5 Questions, 15 Photos: What Makes Genevieve Gaignard Shoot Herself?
Genevieve Gaignard is really like nobody else. If you have a fancy art degree, you can name precedents and place Gaignard in a continuity of historically important art and artists—much of that art by women who appear to be caught up in or on the cusp of or causing some kind of revolution.
So, if you feel the need, go ahead and center Genevieve Gaignard in some placeholder of context; just make sure it doesn't detract from the originality of her execution and and her singular worldview.
It's hard to think of any other visual artist who has been as fully invested in their work. If Gaignard were any more physically committed to the outcome of her pictures, she'd be in a category with Van Gogh's ear.
Is that a bit of hyperbole at play? Yes, but not much. Take a look at Genevieve Gaignard's site right here, or spend a few moments with her Instagram account. Now try to make the case that a little exaggeration isn't justified and correct.
The KIND: Are your photos self-portraits or something more?
Genevieve Gaignard: They are definitely self-portraits, given that I am featured in the photographs, however, there is a part of what I do that goes beyond the traditional scope of a self-portrait. While my photographs explore various characters and archetypes that are derived from elements of my personal identity, my process deals with a cultural excavation that calls into question notions of an "authentic" self.
The KIND: What are the rewards of openly challenging preconceptions about identity and persona?
Genevieve Gaignard: The reward is seeing the audience engaging in what I feel to be important conversations about race, gender, and body image. If my work can spark a dialogue about these issues, then that is the best possible reward.
The KIND: Why photography?
Genevieve Gaignard: Sometimes I ask myself the same question, and as a result I will make a video—or shoes—or a collage—or an installation. But, there is something about photography that feels matter of fact, and I like to play with that quality of the medium.
The KIND: If you ever found vanity creeping into your process, what would you do?
Genevieve Gaignard: I feel like a hint of vanity already appears in my work. It allows the viewer to compare and reflect upon their own ideas of vanity , which I feel reveals very interesting elements of how we see others and ourselves. The characters are vulnerable themselves, and to me, a part of them has to react with strength, power, and beauty.
The KIND: As a serious artist, are you really having as much fun as it looks like?
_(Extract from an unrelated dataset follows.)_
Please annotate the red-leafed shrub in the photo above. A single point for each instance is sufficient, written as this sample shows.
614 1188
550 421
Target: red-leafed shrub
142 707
Genevieve Gaignard: Yes and no. Yes, because the art that I make is my passion. It’s my life. It is literally taken from my everyday interaction with my surroundings. However, when I am creating a new project or character, I go into a deep headspace. I am so focused and determined that I often block out the outside world. That disconnect can be draining and isolating, but so necessary to get the outcome I desire.